From: Thomas Gleixner <tglx@kernel.org>
To: Mathias Stearn <mathias@mongodb.com>
Cc: Peter Zijlstra <peterz@infradead.org>,
Mathieu Desnoyers <mathieu.desnoyers@efficios.com>,
Catalin Marinas <catalin.marinas@arm.com>,
Will Deacon <will@kernel.org>, Boqun Feng <boqun.feng@gmail.com>,
"Paul E. McKenney" <paulmck@kernel.org>,
Chris Kennelly <ckennelly@google.com>,
Dmitry Vyukov <dvyukov@google.com>,
regressions@lists.linux.dev, linux-kernel@vger.kernel.org,
linux-arm-kernel@lists.infradead.org,
Ingo Molnar <mingo@kernel.org>,
Mark Rutland <mark.rutland@arm.com>,
Jinjie Ruan <ruanjinjie@huawei.com>,
Blake Oler <blake.oler@mongodb.com>,
Linus Torvalds <torvalds@linux-foundation.org>
Subject: Re: [REGRESSION] rseq: refactoring in v6.19 broke everyone on arm64 and tcmalloc everywhere
Date: Thu, 23 Apr 2026 19:19:41 +0200 [thread overview]
Message-ID: <87cxzp1tn6.ffs@tglx> (raw)
In-Reply-To: <CAHnCjA07ER=9xBqXq4jf5yn052W-E9ZXD86HxnRGtai6bpXbbQ@mail.gmail.com>
On Thu, Apr 23 2026 at 14:11, Mathias Stearn wrote:
Cc+ Linus
> Of course, even if we make that change, it will only apply to _future_
> binaries. That's why we prefer a kernel fix so that users will be able
> to run our existing releases (or any containers that use them) on a
> modern kernel.
I understand that and as everyone else I would be happy to do that, but
the price everyone pays for proliferating the tcmalloc insanity is not
cheap either.
So let me recap the whole situation and how we got there:
1) The original RSEQ implementation updates the rseq::cpu_id_start
field in user space more or less unconditionally on every exit to
user, whether the CPU/MMCID have been changed or not.

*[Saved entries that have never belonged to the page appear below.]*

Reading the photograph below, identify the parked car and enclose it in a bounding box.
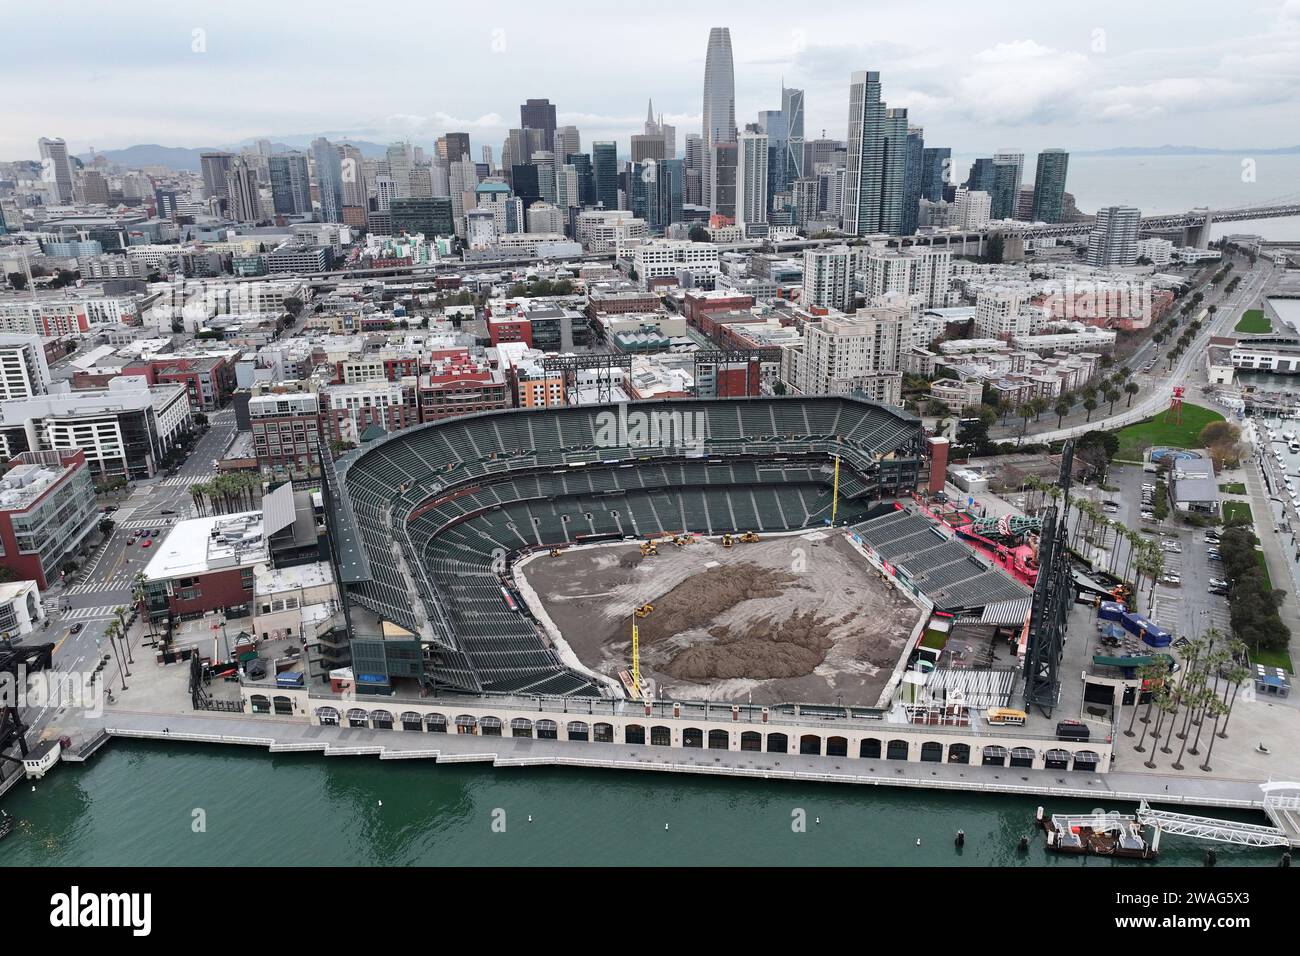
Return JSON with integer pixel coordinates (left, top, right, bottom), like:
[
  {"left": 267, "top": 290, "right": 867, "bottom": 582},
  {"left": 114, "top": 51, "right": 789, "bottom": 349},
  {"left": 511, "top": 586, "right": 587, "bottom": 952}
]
[{"left": 141, "top": 539, "right": 153, "bottom": 548}]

That went unnoticed for years because nothing used rseq aside of
google and tcmalloc. Once glibc registered rseq, this resulted in a
up to 15% performance penalty for syscall heavy workloads.

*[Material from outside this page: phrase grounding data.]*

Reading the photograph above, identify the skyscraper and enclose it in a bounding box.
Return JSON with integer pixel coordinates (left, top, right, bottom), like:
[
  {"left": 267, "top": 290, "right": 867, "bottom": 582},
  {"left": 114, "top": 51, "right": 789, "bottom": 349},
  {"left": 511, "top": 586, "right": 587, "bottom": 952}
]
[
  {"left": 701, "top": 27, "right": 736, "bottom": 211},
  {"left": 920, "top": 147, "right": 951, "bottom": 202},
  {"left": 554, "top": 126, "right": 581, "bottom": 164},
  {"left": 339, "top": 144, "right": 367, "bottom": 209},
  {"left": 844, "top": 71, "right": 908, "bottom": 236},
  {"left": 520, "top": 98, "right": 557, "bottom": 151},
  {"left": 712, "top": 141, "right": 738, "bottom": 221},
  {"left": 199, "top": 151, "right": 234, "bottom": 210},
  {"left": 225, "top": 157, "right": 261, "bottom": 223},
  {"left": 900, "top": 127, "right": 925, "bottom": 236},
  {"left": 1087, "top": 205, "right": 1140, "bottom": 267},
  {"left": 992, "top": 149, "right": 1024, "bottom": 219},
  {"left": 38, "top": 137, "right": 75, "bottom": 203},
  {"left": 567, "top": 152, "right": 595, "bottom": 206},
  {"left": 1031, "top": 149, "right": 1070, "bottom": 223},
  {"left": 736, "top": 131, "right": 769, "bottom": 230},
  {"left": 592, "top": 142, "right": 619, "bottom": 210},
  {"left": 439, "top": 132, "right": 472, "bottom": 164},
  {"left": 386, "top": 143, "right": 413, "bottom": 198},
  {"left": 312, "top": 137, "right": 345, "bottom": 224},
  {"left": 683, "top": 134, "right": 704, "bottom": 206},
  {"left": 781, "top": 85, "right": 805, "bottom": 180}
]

2) The rseq::cpu_id_start field is documented as read only for user
space in the ABI contract and guaranteed to be updated by the
kernel when a task is migrated to a different CPU.
3) The RO for userspace property has been enforced by RSEQ debugging
mode since day one. If such a debug enabled kernel detects user
space changing the field it kills the task/application.
4) tcmalloc abused the suboptimal implementation (see #1) and
scribbled over rseq::cpu_id_start for their own nefarious purposes.
5) As a consequence of #4 tcmalloc cannot be used on a RSEQ debug
enabled kernel. Which means a developer cannot validate his RSEQ
code against a debug kernel when tcmalloc is in use on the system
as that would crash the tcmalloc dependent applications due to #3.
6) As a consequence of #4 tcmalloc cannot be used together with any
other facility/library which wants to utilize the ABI guaranteed
properties of rseq::cpu_id_start in the same application.
7) tcmalloc violates the ABI from day one and has since refused to
address the problem despite being offered a kernel side rseq
extension to solve it many years ago.
8) When addressing the performance issues of RSEQ the unconditional
update stopped to exist under the valid assumption that the kernel
has only to satisfy the guaranteed ABI properties, especially when
they are enforcable by RSEQ debug.
As a consequence this exposed the tcmalloc ABI violation because
the unconditional pointless overwriting of something which did not
change stopped to happen.
Due to #4 everyone is in a hard place and up a creek without a paddle.
Here are the possible solutions:
A) Mathias suggested to force overwrite rseq:cpu_id_start everytime
the rseq::rseq_cs field is cleared by the kernel under the not yet
validated theoretical assumption that this cures the problem for
tcmalloc.
If that's sufficient that would be harmless performance wise
because the write would be inside the already existing STAC/CLAC
section and just add some more noise to the rseq critical section
operations.
That would allow existing tcmalloc usage to continue, but
obviously would neither solve #5 and #6 above nor provide an
incentive for tcmalloc to actually fix their crap.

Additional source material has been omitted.